I'm currently doing a question from the Foundations of Mathematics written by Kenneth Kunen for self-teaching purposes, and I'm currently stuck on a question that asks me to justify the definition of A/R using the power set axiom and not the replacement axiom.
The steps I have done so far (and I'm not sure if I've done them correctly to be honest) are as follows:
We are given $ A/R \subseteq P(A) $
$ [x] $ is defined as $ [x] = \{ y \in A \wedge y R x\}$ and the Power set is defined as $ P(x) = \{x: x \subseteq A \} $
$\forall x \in A/R \rightarrow x \in P(A) $ as $A/R \subseteq P(A)$
$x$ is then a subset for which $\forall a \in x \rightarrow a \in A$ as $x \in P(A)$
$[x] \in A/R \rightarrow [x] \in P(A) $ by definition
Which leads to $\forall y \in [x] \rightarrow y \in A $ as $[x] \in P(A)$
From here I'm lost as to how to proceed. I think I can use restricted comprehension to prove that the set containing [x] exists since I have one condition fulfilled as $[x] \in P(A)$, but I don't know what the corresponding property would be. Any pointers or critics (regarding proof or structuring of question) would be greatly appreciated. Thanks!

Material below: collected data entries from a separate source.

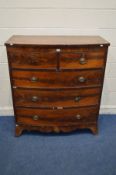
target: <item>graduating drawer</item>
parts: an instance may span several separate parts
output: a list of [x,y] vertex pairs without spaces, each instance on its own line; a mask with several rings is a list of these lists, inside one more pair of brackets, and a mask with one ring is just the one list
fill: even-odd
[[55,49],[39,47],[8,47],[11,68],[21,69],[56,69],[57,59]]
[[28,90],[15,89],[15,106],[25,107],[77,107],[99,103],[100,88],[78,90]]
[[96,122],[98,107],[86,107],[78,109],[25,109],[16,108],[17,123],[39,125],[43,122]]
[[35,88],[71,88],[99,86],[103,70],[83,70],[72,72],[12,71],[13,85]]
[[67,51],[60,54],[61,69],[90,69],[104,67],[105,50]]
[[99,36],[21,36],[6,43],[15,114],[23,130],[98,131],[109,42]]

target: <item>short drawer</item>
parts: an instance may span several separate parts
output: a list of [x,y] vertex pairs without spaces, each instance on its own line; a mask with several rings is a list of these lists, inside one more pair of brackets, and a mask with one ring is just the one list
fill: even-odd
[[15,106],[24,107],[77,107],[98,105],[100,88],[78,90],[14,89]]
[[101,85],[103,70],[39,72],[12,71],[13,85],[35,88],[87,87]]
[[90,69],[104,67],[104,50],[61,52],[61,69]]
[[56,69],[57,66],[55,49],[21,46],[9,47],[8,55],[11,68]]
[[42,110],[42,109],[16,109],[17,123],[39,125],[42,122],[96,122],[98,107],[78,109]]

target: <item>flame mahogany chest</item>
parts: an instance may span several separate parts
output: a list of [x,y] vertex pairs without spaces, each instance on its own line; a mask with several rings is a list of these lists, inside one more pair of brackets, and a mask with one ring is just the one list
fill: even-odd
[[6,43],[16,136],[98,132],[109,42],[100,36],[12,36]]

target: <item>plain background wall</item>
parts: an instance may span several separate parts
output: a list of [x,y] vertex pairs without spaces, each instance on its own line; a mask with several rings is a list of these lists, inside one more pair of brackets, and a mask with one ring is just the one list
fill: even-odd
[[109,42],[101,113],[116,113],[116,0],[0,0],[0,115],[12,115],[4,42],[13,34],[101,35]]

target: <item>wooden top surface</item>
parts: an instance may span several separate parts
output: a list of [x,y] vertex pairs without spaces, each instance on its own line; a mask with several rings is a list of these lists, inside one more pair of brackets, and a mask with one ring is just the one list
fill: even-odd
[[110,45],[100,36],[13,35],[5,45]]

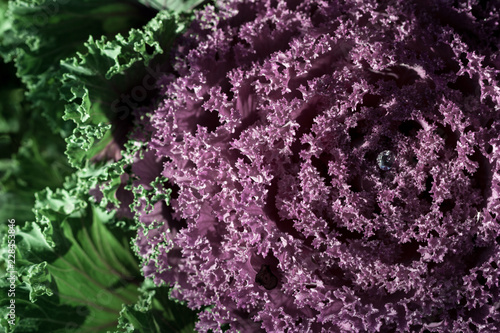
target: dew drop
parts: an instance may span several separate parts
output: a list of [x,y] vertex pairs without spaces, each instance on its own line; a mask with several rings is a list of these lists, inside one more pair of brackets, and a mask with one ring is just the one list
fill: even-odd
[[390,170],[394,163],[394,155],[390,150],[384,150],[377,156],[378,167],[384,171]]

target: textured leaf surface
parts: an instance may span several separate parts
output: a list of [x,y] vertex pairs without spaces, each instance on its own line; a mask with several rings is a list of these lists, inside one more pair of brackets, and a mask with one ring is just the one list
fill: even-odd
[[60,100],[59,62],[85,52],[89,36],[100,38],[126,33],[151,19],[154,10],[137,1],[17,0],[9,3],[6,30],[0,37],[0,54],[13,60],[26,84],[27,97],[43,112],[52,129],[69,135]]
[[116,138],[115,128],[126,127],[132,111],[139,107],[130,101],[131,91],[139,87],[148,93],[144,80],[161,72],[158,62],[151,60],[169,49],[184,27],[178,17],[161,12],[143,30],[131,30],[127,38],[90,38],[85,54],[61,63],[62,97],[69,101],[64,118],[77,126],[67,138],[67,155],[73,166],[84,166],[112,137],[124,141]]
[[145,280],[142,295],[134,305],[124,306],[118,327],[124,332],[194,332],[196,312],[169,298],[167,287]]
[[34,193],[60,186],[70,172],[64,140],[24,99],[11,64],[0,61],[0,221],[32,220]]
[[[66,186],[78,188],[75,180]],[[106,332],[116,326],[122,304],[139,295],[130,235],[108,226],[113,214],[90,203],[83,190],[42,191],[37,221],[17,229],[19,321],[13,332]]]

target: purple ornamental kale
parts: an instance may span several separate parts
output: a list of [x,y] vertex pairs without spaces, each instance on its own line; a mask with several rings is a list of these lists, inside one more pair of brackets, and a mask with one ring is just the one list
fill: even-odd
[[477,0],[198,12],[151,118],[174,196],[139,214],[145,275],[213,306],[200,332],[493,332],[499,21]]

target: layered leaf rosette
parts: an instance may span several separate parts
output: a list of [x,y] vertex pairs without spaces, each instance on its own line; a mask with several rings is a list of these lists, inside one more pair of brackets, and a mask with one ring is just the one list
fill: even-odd
[[145,276],[211,306],[200,332],[498,327],[498,19],[477,1],[198,12],[132,168],[172,193],[137,206]]

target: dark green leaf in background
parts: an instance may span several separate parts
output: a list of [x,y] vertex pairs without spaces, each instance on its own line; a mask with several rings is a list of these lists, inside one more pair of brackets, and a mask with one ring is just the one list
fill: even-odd
[[4,239],[0,332],[193,331],[196,314],[143,281],[134,222],[113,209],[145,144],[127,143],[134,121],[123,95],[168,71],[172,42],[201,2],[0,1],[0,231],[7,219],[18,225],[17,322],[5,320]]
[[72,124],[62,119],[59,62],[84,52],[89,36],[126,34],[154,17],[156,11],[135,0],[16,0],[6,12],[0,55],[14,61],[26,85],[27,99],[56,133],[66,137]]
[[[80,175],[68,178],[71,190],[40,192],[37,221],[17,228],[18,322],[2,325],[8,332],[192,332],[195,313],[170,300],[167,287],[143,281],[130,248],[133,230],[92,203]],[[4,258],[6,248],[4,241]]]

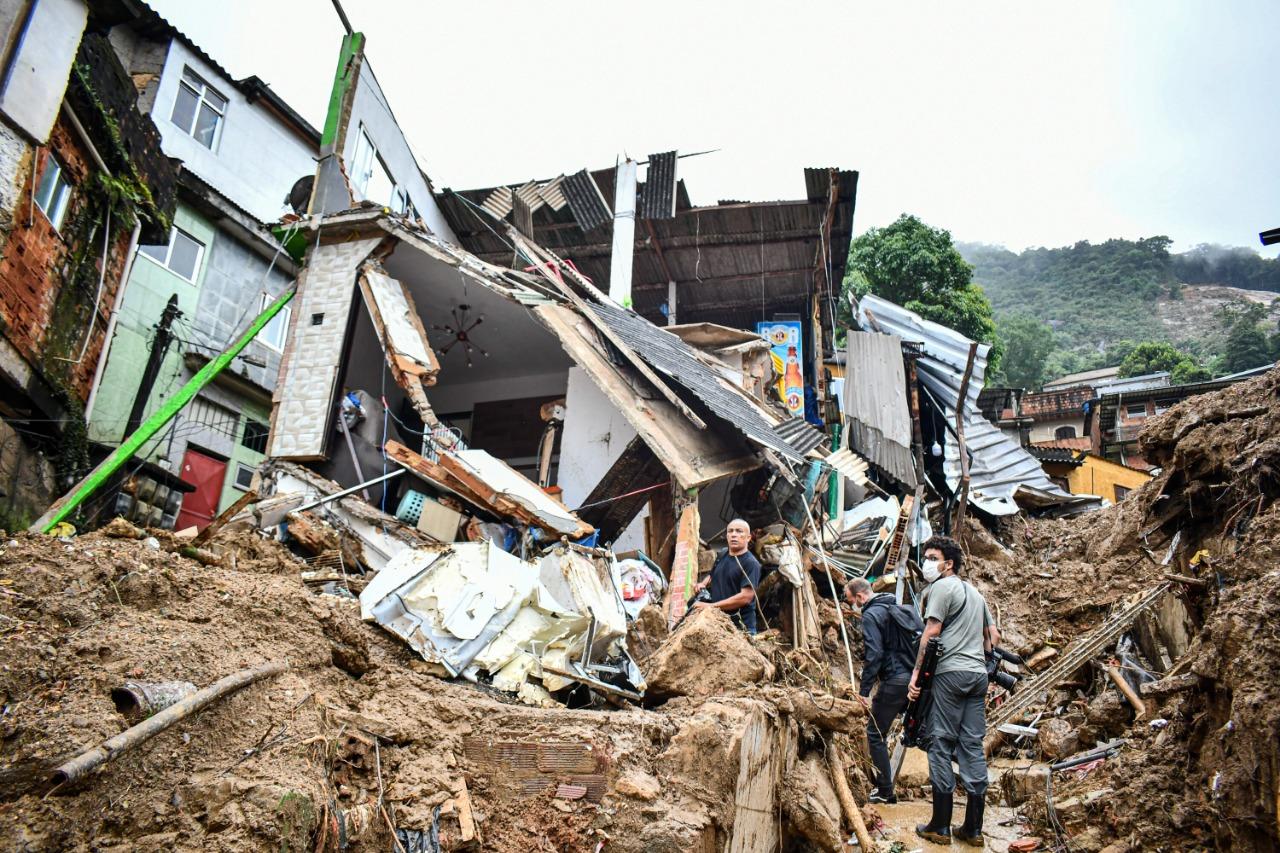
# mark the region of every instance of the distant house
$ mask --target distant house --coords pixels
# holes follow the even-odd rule
[[[1071,447],[1032,446],[1028,450],[1040,460],[1049,479],[1073,495],[1097,495],[1119,503],[1151,479],[1146,471]]]
[[[1089,418],[1085,422],[1090,452],[1130,468],[1149,470],[1151,464],[1138,452],[1138,435],[1149,418],[1188,397],[1218,391],[1270,369],[1271,365],[1266,365],[1208,382],[1103,393],[1090,403]]]
[[[1031,443],[1082,437],[1085,404],[1093,397],[1094,389],[1087,385],[1023,395],[1022,414],[1031,419]]]
[[[1161,388],[1169,384],[1169,371],[1144,373],[1140,376],[1120,376],[1119,367],[1103,367],[1098,370],[1086,370],[1081,373],[1069,373],[1066,376],[1046,382],[1041,391],[1065,391],[1069,388],[1092,388],[1094,391],[1137,391],[1142,388]]]

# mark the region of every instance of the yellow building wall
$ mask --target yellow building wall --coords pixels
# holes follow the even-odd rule
[[[1143,471],[1088,454],[1083,465],[1072,468],[1067,474],[1067,485],[1073,495],[1098,495],[1118,503],[1116,486],[1137,489],[1150,479],[1151,475]]]

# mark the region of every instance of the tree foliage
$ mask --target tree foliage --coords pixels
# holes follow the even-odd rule
[[[1245,290],[1280,291],[1280,258],[1264,258],[1243,246],[1201,243],[1173,257],[1173,270],[1187,284],[1225,284]]]
[[[1027,314],[1002,317],[996,324],[1004,342],[1004,361],[999,385],[1039,388],[1045,380],[1045,365],[1053,352],[1053,329]]]
[[[1195,359],[1167,341],[1143,341],[1120,362],[1120,376],[1144,376],[1148,373],[1172,373],[1184,362],[1195,367]],[[1183,368],[1189,370],[1190,367]]]
[[[844,296],[874,293],[977,341],[992,345],[988,372],[999,368],[1003,346],[991,302],[973,282],[973,267],[956,251],[951,232],[909,214],[872,228],[849,246]]]
[[[1263,306],[1229,306],[1219,324],[1207,323],[1195,329],[1193,337],[1176,341],[1170,340],[1169,327],[1155,310],[1158,300],[1181,298],[1183,283],[1280,292],[1280,259],[1267,260],[1251,249],[1221,246],[1199,246],[1173,255],[1169,246],[1167,237],[1148,237],[1021,253],[980,244],[960,244],[957,249],[974,265],[974,276],[995,308],[1002,338],[1009,337],[1005,327],[1018,315],[1032,316],[1052,329],[1053,346],[1042,368],[1044,380],[1119,365],[1141,342],[1167,342],[1181,352],[1181,359],[1167,359],[1172,366],[1152,368],[1170,370],[1175,382],[1233,372],[1229,365],[1256,360],[1263,351],[1268,358],[1259,364],[1280,355],[1280,329],[1265,322]],[[1237,329],[1237,322],[1246,322],[1239,318],[1242,313],[1252,322]],[[1268,338],[1270,333],[1273,337]],[[1035,376],[1040,353],[1015,349],[1010,342],[1005,358],[1007,377]],[[1021,363],[1027,358],[1030,362]]]

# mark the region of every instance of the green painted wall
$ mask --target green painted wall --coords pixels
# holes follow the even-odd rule
[[[208,262],[209,247],[214,240],[215,228],[209,220],[182,204],[178,205],[174,213],[174,225],[205,246],[195,281],[187,281],[153,261],[149,256],[138,252],[133,262],[133,269],[129,272],[129,283],[125,290],[124,304],[120,307],[115,338],[111,342],[111,351],[107,357],[106,369],[103,371],[102,384],[94,403],[93,416],[89,421],[89,437],[94,441],[119,444],[124,438],[129,409],[133,406],[133,398],[138,391],[138,381],[142,378],[142,370],[147,362],[155,325],[160,320],[160,314],[164,311],[169,297],[175,293],[178,295],[178,308],[183,312],[183,316],[174,326],[174,332],[178,337],[187,337],[184,325],[189,325],[198,319],[196,302],[200,293],[200,282]],[[168,355],[156,377],[155,388],[147,402],[147,409],[143,413],[144,417],[158,409],[181,387],[182,351],[183,347],[176,342],[169,347]],[[161,431],[144,447],[143,454],[148,459],[158,459],[164,456],[166,445],[167,433]]]
[[[227,462],[227,479],[222,486],[222,499],[218,501],[218,512],[222,512],[231,506],[244,494],[243,490],[236,487],[236,471],[239,470],[240,464],[243,463],[256,470],[262,464],[262,460],[266,458],[265,454],[250,450],[244,446],[244,425],[246,420],[269,424],[271,422],[271,408],[252,400],[244,400],[241,405],[240,420],[236,426],[236,443],[231,451],[231,459]]]

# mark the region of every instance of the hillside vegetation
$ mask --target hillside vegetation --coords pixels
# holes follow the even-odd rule
[[[1126,372],[1179,368],[1179,380],[1195,381],[1273,360],[1280,336],[1270,293],[1280,291],[1280,259],[1221,246],[1175,255],[1170,244],[1148,237],[1020,253],[957,244],[995,311],[1005,347],[997,379],[1034,388],[1123,363]],[[1214,286],[1211,298],[1201,285]],[[1253,299],[1230,287],[1268,293]],[[1143,343],[1164,346],[1130,357]]]

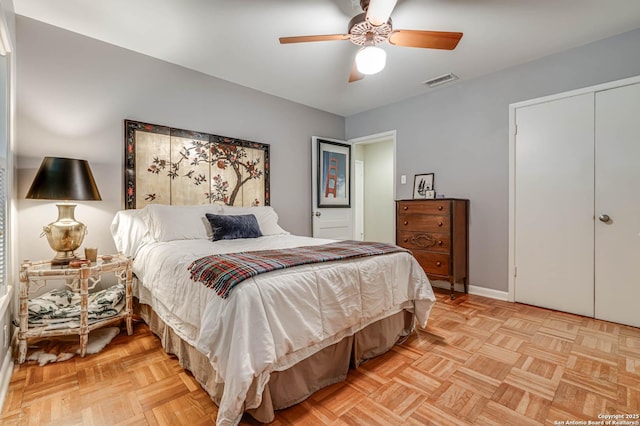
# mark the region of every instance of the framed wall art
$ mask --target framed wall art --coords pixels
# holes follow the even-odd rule
[[[413,178],[413,198],[435,198],[433,173],[415,175]]]
[[[269,145],[125,120],[125,208],[268,206]]]
[[[318,207],[351,207],[351,146],[318,140]]]

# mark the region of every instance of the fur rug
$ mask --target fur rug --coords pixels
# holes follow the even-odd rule
[[[87,355],[100,352],[120,333],[118,327],[105,327],[89,333]],[[29,345],[27,361],[37,361],[40,366],[50,362],[61,362],[80,353],[78,336],[61,336],[43,339]]]

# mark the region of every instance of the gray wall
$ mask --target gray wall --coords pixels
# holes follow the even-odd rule
[[[270,144],[271,204],[285,229],[311,234],[311,136],[344,139],[343,117],[24,17],[17,42],[20,259],[53,255],[39,235],[54,203],[24,199],[46,155],[89,160],[103,201],[79,203],[76,218],[88,245],[115,250],[125,118]]]
[[[510,103],[640,75],[640,29],[347,117],[348,139],[397,130],[398,199],[413,175],[469,198],[470,283],[507,291]],[[455,70],[452,70],[455,72]],[[544,200],[541,200],[544,202]],[[553,206],[549,206],[553,208]]]

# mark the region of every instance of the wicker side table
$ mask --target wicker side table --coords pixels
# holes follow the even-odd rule
[[[111,259],[105,261],[105,258]],[[122,254],[100,256],[97,262],[80,268],[52,266],[50,260],[30,262],[25,260],[20,266],[20,330],[18,331],[18,363],[22,364],[27,356],[27,339],[35,337],[80,336],[80,356],[87,353],[87,340],[91,330],[125,320],[127,333],[133,333],[132,316],[132,261]],[[89,324],[88,297],[101,281],[104,274],[113,273],[118,283],[125,284],[125,307],[117,315],[97,320]],[[62,281],[71,291],[80,294],[80,326],[47,330],[47,326],[29,327],[29,294],[47,286],[48,281]]]

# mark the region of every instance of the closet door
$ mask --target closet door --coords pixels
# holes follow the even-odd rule
[[[639,327],[640,84],[597,92],[595,129],[595,316]]]
[[[515,300],[593,316],[593,93],[515,112]]]

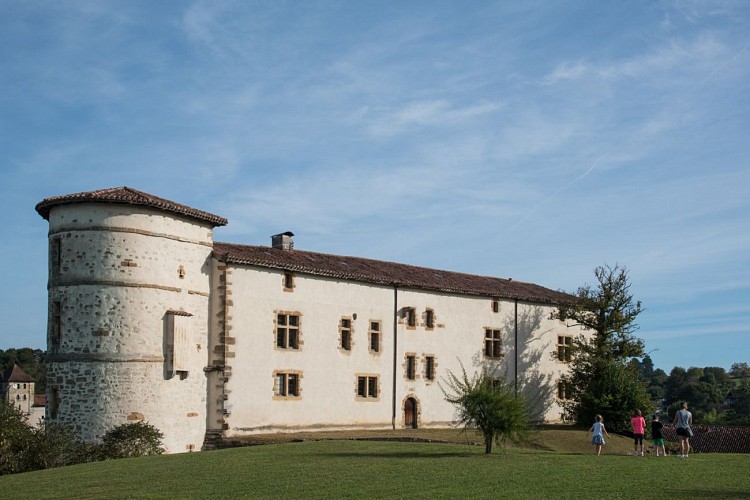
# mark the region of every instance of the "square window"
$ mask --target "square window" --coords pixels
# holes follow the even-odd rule
[[[357,397],[375,399],[378,397],[378,377],[374,375],[360,375],[357,377]]]
[[[276,372],[273,389],[277,397],[299,397],[299,373]]]
[[[299,349],[299,316],[279,313],[276,315],[276,347]]]
[[[488,358],[500,358],[503,356],[503,344],[500,330],[485,329],[484,355]]]

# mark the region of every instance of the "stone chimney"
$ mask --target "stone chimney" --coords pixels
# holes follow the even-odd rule
[[[294,249],[294,233],[287,231],[285,233],[274,234],[271,236],[271,246],[278,248],[279,250],[292,250]]]

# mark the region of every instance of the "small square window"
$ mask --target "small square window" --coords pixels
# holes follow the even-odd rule
[[[297,398],[300,395],[299,374],[291,372],[276,372],[274,395],[277,397]]]
[[[378,377],[360,375],[357,377],[357,398],[375,399],[378,397]]]

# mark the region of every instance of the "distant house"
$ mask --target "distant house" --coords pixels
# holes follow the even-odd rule
[[[492,366],[538,421],[561,420],[586,333],[553,318],[566,294],[300,250],[289,231],[219,243],[225,218],[129,187],[36,210],[49,222],[47,417],[84,440],[138,421],[171,453],[262,432],[447,427],[440,382],[462,366]]]
[[[44,418],[45,395],[34,394],[36,380],[14,364],[0,374],[0,398],[10,401],[27,415],[29,423],[37,425]]]

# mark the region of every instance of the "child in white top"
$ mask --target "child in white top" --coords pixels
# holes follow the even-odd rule
[[[596,456],[599,456],[599,454],[602,452],[602,445],[604,444],[604,436],[607,436],[607,439],[609,439],[609,434],[607,433],[607,429],[604,427],[604,424],[602,423],[601,415],[596,416],[596,422],[591,426],[589,429],[589,432],[593,432],[593,436],[591,438],[591,444],[596,446]]]

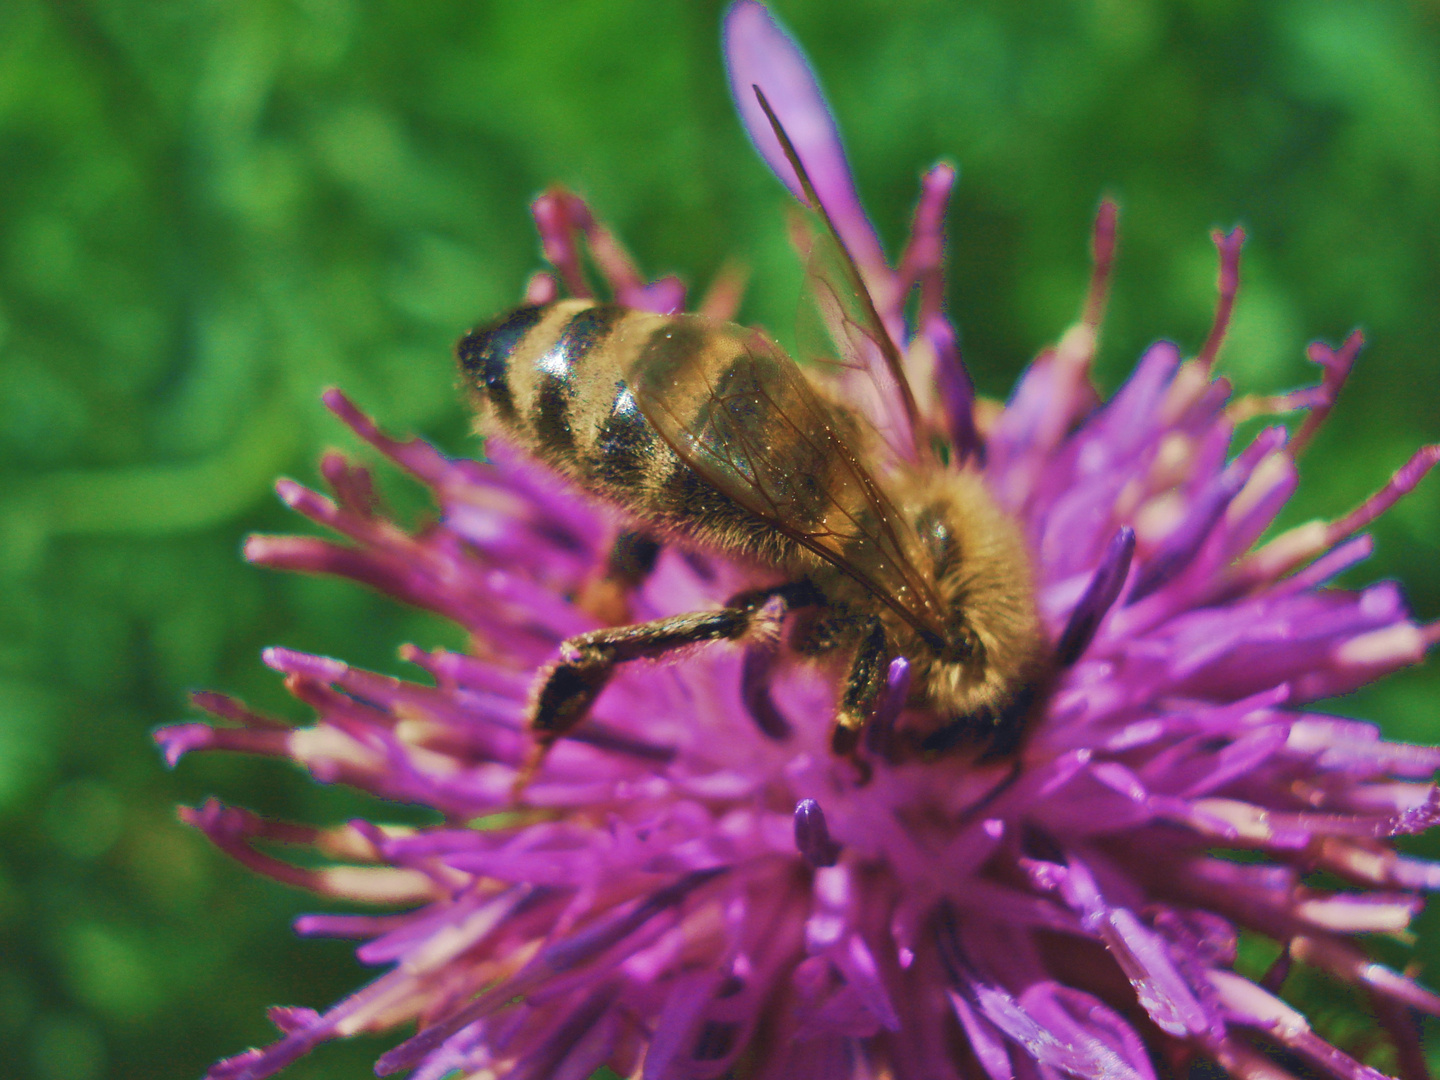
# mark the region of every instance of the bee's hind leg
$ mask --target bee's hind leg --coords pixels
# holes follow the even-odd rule
[[[565,641],[559,657],[541,670],[537,680],[526,716],[535,742],[516,778],[516,792],[524,790],[550,747],[585,719],[618,665],[709,641],[771,637],[788,607],[814,602],[812,592],[803,582],[757,589],[734,597],[718,611],[605,627]],[[779,604],[770,602],[776,598]]]

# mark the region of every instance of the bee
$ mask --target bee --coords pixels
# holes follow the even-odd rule
[[[822,284],[851,298],[859,314],[847,324],[881,349],[913,409],[854,262],[773,113],[771,122],[817,233],[838,253],[840,269]],[[522,777],[585,719],[618,665],[706,642],[764,645],[792,612],[790,648],[844,666],[836,754],[858,760],[897,657],[910,681],[892,756],[902,744],[1018,742],[1051,665],[1025,538],[973,465],[944,463],[928,448],[896,454],[764,334],[699,315],[558,300],[511,311],[456,351],[483,435],[519,447],[632,524],[612,556],[612,581],[640,580],[658,541],[723,555],[773,582],[718,610],[564,642],[536,679]],[[747,680],[763,667],[747,663]],[[763,688],[744,689],[762,726],[768,715],[783,727]]]

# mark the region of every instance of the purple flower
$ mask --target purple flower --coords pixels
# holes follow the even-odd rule
[[[517,802],[527,696],[559,644],[595,626],[574,597],[619,522],[512,449],[487,446],[483,464],[449,459],[389,438],[330,391],[330,409],[425,484],[439,517],[405,531],[369,473],[332,454],[322,471],[333,497],[278,487],[342,541],[254,537],[247,557],[446,615],[473,648],[406,646],[427,677],[413,682],[271,649],[265,662],[314,709],[312,726],[202,694],[226,724],[157,738],[172,764],[196,749],[285,757],[321,782],[433,807],[444,824],[321,829],[217,803],[183,812],[261,873],[387,909],[302,918],[301,934],[358,939],[361,960],[387,970],[327,1012],[274,1010],[280,1040],[210,1076],[269,1076],[329,1039],[411,1023],[381,1075],[584,1080],[608,1065],[646,1080],[1149,1080],[1197,1057],[1256,1080],[1290,1068],[1379,1075],[1281,999],[1298,961],[1365,991],[1395,1069],[1419,1080],[1414,1017],[1440,1015],[1440,997],[1373,962],[1359,938],[1404,931],[1440,885],[1440,866],[1390,844],[1440,814],[1440,750],[1305,706],[1419,661],[1440,638],[1391,584],[1329,584],[1365,558],[1362,530],[1440,448],[1351,513],[1257,546],[1359,336],[1312,347],[1314,389],[1232,399],[1213,367],[1241,236],[1217,235],[1220,303],[1200,354],[1182,360],[1158,343],[1101,401],[1089,365],[1110,204],[1080,322],[1003,408],[977,400],[944,311],[951,170],[926,176],[890,267],[793,43],[742,0],[726,49],[761,152],[798,191],[752,85],[853,252],[917,422],[979,463],[1022,524],[1059,675],[1014,753],[877,756],[860,782],[828,749],[835,688],[822,672],[726,646],[627,665]],[[554,274],[530,283],[529,301],[554,299],[562,283],[589,295],[583,246],[621,303],[684,309],[683,287],[647,283],[573,195],[547,193],[535,216]],[[737,301],[724,281],[697,310],[726,317]],[[863,352],[842,389],[901,445],[904,411]],[[1303,416],[1294,435],[1272,426],[1232,449],[1241,420],[1290,412]],[[667,548],[634,617],[718,605],[748,573]],[[909,679],[894,661],[872,728],[906,706]],[[327,865],[282,861],[275,844]],[[1237,970],[1241,930],[1278,946],[1268,971]]]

I don't have Kunen's book to hand. I take it that $A/R$ is intended to represent the set of equivalence classes of the (equivalence) relation $R$ on a set $A$. Then you have:
$$ A/R = \{ C \in P(A) : \exists x \in A . \forall y . (y \in C \Leftrightarrow x \mathrel{R} y)\} $$
I.e., $A/R$ comprises all sets $C$ that, for some $x$, comprise precisely the elements $y$ that are equivalent under $R$ to $x$.
The power set axiom and the axiom of comprehension (which Kunen may be calling restricted comprehension) imply the existence of the set on the right-hand side of the above equation - the replacement axiom is not required.